I was surprised to read a study saying a quarter of landlords plan to sell at least one of their properties this year.
Apparently a succession of tax increases, shifts in House in Multiple Occupation licencing, new stipulations on the minimum size of rooms, as well as the banning of admin fees are some of the reasons to blame.
However, I for one feel sceptical about the notion that so many landlords will reduce their portfolios.
Some of the changes, like the room size rules, seem more of a nuisance than anything too seismic.
With regards to the more significant changes, I can understand why investors would be unhappy about alterations like the reduction in mortgage tax relief.

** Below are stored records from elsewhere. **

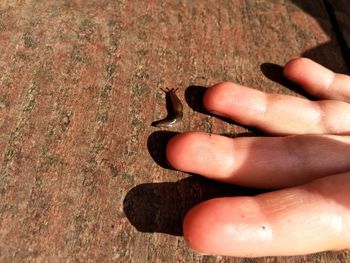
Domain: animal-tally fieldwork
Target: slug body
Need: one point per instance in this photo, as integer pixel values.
(175, 110)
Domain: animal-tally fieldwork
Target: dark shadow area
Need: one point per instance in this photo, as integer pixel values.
(161, 207)
(156, 145)
(274, 72)
(324, 11)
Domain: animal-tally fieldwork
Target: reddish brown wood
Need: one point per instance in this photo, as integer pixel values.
(81, 169)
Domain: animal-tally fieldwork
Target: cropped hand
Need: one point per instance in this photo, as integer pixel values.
(305, 160)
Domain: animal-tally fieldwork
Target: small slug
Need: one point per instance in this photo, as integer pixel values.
(174, 107)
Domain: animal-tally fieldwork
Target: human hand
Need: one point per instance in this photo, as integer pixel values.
(309, 162)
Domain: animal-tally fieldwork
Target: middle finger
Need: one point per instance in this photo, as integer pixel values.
(260, 162)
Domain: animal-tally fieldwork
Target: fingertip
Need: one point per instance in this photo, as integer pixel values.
(214, 97)
(312, 76)
(295, 67)
(177, 149)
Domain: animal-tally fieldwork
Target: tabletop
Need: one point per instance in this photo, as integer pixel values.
(82, 172)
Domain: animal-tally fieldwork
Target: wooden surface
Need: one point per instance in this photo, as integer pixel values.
(82, 172)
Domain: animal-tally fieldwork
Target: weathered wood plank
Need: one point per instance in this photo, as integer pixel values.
(81, 176)
(339, 11)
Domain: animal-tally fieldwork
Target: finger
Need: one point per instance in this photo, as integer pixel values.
(278, 114)
(294, 221)
(318, 80)
(260, 162)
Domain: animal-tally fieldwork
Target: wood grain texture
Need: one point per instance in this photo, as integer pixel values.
(82, 172)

However while it may hit their profits, I wonder if it’s by enough to prompt a big number leaving the market.
Many landlords – especially in London – treat their portfolios as long-term assets where they can profit from substantial capital gains, rather than focusing on short-term income.
And with commentators predicting that the housing market will rebound in 2020, their properties may gain in value next year.
Rents are also predicted to rise next year at a faster rate than 3.5%, so they are likely to still be able to profit from buy-to-let to an extent in the short-term.
If a substantial number of landlords do exit the market – it’s a big ‘if’ in my opinion – the nature of supply and demand could result in rising demand for fewer properties, making them even more valuable assets to hold onto.
Clearly there are alternatives to being a landlord, one being crowdfunding, but I wonder if investors really will pull their money from property or whether they’ll Keep Calm and Carry On.